Reduced Inequalities – Reduce inequality within and among countries.
Sustainable Cities and Communities – Make cities and human settlements inclusive, safe, resilient and sustainable.
Responsible Consumption and Production – Ensure sustainable consumption and production patterns.
Climate Action – Take urgent action to combat climate change and its impacts.
Life Below Water – Conserve and sustainably use the oceans, seas and marine resources for sustainable development.
Life on Land – Protect, restore and promote sustainable use of terrestrial ecosystems, sustainably manage forests, combat desertification, and halt and reverse land degradation and halt biodiversity loss.
Peace, Justice and Strong Institutions – Promote peaceful and inclusive societies for sustainable development, provide access to justice for all and build effective, accountable and inclusive institutions at all levels.
Partnerships for the Goals – Strengthen the means of implementation and revitalize the Global Partnership for Sustainable Development.
Why Travel and Tourism Matter
Tourism is big business. Our “little” vacations, collectively, can bring a lot of money into an area’s economy.
You may wonder why the Tourism Industry commands such a significant voice and why Sustainability and Tourism are so closely linked.
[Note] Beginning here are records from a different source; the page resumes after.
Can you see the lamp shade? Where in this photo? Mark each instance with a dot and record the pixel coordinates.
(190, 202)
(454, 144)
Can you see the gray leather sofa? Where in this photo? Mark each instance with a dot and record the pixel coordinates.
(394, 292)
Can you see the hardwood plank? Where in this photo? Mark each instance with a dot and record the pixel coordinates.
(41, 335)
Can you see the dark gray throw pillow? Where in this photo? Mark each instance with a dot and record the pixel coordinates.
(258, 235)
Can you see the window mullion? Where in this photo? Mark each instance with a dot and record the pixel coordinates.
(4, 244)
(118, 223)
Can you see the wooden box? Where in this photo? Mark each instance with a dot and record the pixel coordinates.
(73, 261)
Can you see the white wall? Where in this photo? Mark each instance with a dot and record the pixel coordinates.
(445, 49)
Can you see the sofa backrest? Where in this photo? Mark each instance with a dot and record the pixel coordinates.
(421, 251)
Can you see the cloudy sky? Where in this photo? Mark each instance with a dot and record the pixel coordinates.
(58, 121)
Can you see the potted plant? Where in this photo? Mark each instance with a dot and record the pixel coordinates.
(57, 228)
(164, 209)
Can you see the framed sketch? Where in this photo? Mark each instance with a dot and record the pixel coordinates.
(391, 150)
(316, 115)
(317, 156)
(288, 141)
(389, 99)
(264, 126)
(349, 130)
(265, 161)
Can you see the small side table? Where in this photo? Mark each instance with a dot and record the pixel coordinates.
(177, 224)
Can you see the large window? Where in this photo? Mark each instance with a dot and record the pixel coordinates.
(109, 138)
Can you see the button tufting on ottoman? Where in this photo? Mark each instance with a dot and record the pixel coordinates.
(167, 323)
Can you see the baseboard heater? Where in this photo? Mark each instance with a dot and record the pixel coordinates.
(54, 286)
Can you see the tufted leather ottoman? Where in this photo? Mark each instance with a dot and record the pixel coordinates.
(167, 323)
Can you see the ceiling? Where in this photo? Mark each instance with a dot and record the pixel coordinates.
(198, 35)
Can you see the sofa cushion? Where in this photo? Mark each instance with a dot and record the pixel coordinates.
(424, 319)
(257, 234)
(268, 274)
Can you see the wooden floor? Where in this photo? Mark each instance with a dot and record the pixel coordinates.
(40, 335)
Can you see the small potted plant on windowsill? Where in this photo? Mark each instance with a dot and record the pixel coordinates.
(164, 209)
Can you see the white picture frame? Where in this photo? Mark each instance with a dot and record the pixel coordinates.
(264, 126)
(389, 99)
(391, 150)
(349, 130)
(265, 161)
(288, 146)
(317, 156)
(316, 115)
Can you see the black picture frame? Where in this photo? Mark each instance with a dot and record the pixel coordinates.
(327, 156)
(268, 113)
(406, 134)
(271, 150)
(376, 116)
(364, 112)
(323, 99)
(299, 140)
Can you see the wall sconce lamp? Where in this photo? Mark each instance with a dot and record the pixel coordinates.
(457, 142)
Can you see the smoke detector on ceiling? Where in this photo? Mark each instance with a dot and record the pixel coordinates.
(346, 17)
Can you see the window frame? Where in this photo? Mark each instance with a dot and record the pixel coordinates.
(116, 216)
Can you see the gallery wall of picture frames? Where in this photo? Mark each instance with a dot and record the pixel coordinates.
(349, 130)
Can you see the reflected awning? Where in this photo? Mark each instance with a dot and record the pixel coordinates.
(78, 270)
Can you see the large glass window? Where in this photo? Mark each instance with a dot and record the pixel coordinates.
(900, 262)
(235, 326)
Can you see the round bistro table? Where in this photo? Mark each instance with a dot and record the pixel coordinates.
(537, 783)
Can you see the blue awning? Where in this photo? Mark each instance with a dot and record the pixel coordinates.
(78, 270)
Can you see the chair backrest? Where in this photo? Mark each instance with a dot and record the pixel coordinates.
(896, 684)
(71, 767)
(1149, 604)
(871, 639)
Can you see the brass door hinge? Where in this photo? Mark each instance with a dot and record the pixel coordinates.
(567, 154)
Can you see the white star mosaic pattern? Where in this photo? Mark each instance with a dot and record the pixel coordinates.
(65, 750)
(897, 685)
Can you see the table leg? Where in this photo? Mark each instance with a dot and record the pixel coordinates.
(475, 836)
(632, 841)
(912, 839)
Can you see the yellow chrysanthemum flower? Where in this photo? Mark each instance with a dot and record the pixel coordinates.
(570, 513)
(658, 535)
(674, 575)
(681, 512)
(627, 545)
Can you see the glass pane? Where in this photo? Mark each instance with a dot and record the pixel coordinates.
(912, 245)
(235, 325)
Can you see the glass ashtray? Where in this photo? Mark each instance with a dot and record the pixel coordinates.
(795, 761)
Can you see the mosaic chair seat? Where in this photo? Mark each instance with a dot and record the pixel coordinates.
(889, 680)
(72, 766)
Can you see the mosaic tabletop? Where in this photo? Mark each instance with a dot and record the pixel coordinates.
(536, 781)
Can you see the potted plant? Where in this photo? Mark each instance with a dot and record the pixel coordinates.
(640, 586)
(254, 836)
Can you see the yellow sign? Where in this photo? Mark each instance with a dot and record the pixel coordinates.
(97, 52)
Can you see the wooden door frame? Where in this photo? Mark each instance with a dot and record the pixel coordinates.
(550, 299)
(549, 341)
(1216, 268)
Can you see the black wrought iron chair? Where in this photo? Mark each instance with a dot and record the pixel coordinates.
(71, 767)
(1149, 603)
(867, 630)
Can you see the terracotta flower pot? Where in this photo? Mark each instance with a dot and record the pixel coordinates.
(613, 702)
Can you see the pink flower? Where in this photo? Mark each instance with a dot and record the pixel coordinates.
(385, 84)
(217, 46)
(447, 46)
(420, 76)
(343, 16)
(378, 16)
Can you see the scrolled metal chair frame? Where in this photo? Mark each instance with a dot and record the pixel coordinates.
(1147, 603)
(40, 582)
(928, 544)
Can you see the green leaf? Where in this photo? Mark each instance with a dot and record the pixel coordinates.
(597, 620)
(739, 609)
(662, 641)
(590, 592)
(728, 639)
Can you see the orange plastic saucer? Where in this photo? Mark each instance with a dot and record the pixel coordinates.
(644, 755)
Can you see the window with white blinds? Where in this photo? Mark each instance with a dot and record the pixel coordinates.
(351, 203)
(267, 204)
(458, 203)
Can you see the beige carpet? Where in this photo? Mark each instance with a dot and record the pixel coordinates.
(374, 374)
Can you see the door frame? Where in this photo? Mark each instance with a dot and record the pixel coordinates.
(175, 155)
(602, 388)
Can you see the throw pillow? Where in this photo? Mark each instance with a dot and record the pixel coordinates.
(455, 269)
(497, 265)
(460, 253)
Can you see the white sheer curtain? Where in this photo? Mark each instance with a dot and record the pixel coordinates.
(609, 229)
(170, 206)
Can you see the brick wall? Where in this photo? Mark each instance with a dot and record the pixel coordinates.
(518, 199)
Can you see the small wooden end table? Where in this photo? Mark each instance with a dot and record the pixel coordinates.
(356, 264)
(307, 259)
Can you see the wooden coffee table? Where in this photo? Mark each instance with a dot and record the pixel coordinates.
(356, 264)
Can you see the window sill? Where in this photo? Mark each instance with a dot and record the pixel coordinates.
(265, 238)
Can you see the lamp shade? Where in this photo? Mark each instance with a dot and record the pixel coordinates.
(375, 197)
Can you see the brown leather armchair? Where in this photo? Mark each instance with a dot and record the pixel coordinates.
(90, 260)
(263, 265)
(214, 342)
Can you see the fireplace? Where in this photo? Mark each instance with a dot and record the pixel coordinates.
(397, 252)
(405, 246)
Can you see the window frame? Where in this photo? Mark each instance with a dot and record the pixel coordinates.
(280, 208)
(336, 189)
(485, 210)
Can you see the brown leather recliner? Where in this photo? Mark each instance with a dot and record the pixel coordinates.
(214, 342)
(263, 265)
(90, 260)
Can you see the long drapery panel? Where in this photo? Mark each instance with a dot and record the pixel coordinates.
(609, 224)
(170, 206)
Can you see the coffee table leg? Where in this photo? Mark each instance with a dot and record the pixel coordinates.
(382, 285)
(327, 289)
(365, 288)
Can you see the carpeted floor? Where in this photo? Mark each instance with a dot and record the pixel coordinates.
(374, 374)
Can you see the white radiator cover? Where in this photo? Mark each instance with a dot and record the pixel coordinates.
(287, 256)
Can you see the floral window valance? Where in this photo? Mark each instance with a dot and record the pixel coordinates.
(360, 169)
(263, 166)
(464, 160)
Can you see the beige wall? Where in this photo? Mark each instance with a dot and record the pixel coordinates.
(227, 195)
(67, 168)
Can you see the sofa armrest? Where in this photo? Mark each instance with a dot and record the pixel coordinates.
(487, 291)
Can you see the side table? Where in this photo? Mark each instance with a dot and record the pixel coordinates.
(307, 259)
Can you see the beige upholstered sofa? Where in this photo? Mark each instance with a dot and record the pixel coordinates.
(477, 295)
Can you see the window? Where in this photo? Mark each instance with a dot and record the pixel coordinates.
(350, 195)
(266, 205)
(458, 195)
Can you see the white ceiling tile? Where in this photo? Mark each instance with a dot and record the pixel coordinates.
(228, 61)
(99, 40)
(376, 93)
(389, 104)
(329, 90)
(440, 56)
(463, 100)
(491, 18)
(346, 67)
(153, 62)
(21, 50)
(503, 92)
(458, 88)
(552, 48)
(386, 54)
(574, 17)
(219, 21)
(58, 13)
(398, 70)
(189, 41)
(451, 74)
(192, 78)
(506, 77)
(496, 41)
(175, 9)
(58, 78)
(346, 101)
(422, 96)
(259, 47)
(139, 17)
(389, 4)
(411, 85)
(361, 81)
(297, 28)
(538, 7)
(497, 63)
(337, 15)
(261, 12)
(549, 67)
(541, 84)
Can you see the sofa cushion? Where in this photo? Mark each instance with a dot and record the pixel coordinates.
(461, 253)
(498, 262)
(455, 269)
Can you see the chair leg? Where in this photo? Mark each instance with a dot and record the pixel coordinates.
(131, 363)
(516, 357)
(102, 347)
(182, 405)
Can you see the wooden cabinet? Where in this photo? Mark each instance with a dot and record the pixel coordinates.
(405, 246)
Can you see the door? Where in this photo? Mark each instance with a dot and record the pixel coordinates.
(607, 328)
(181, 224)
As with most things, follow the money for part of the answer. Tourism is big business. Our “little” vacations, collectively, really add up and can bring a lot of money into an area’s economy. In turn, as I mentioned in a previous article about the 2023 Miami World Travel Expo, tourism-generated money provides jobs and quality of life for the local communities, and tax revenue for the state or country, allowing them to achieve some of their bigger goals.
The other part of this is less tangible, although just as important. When we visit a new place and a different culture from the one we are most familiar with, we can “learn through play” about that culture in a way that sticks with us. It allows a frame of reference that goes beyond what we may see on the television or big screen and, by extension, an understanding of how alike we may be amid all our differences.
We can become ambassadors for our environment, our world, its people, and their cultures.
In a word, it expands our minds.
I’ve often said that a person would be hard-pressed to climb up a mountain in the Sierra Nevada, look out onto an expansive view, and not be transformed in some small or big way that inspires change when they return home.
Is it possible to visit a Greek village on the side of a mountain that has existed for hundreds of years mainly with what they can carry in and carry out, being mindful of their resources, and their daily food and activity habits that come naturally from their surroundings, and make no changes to your own lifestyle when you go home?
For me, the answer is no.
With every trip, every hike, every dip in the ocean, and every conversation with a local, my world expands, and how I live in that world seems to shrink. I can do more with less, and I value my time differently.
Travel and tourism will be experienced differently for each of us; however, my experience is that the more I see, the more I want to walk a little lighter. I want to consume less, consume better, and create more experiences. Those are small, intangible changes, but I believe that the more people travel, and the more they travel well, the better ambassadors we become for “Team Planet.”
Luxury hotels like the Lodge at Blue Sky may be seen as the future of sustainability. The idea that embracing the natural world and exploring your inner self work together, even when you rest your head on high thread count sheets at the end of the day. The experience can transform how you live and walk this earth when you return home.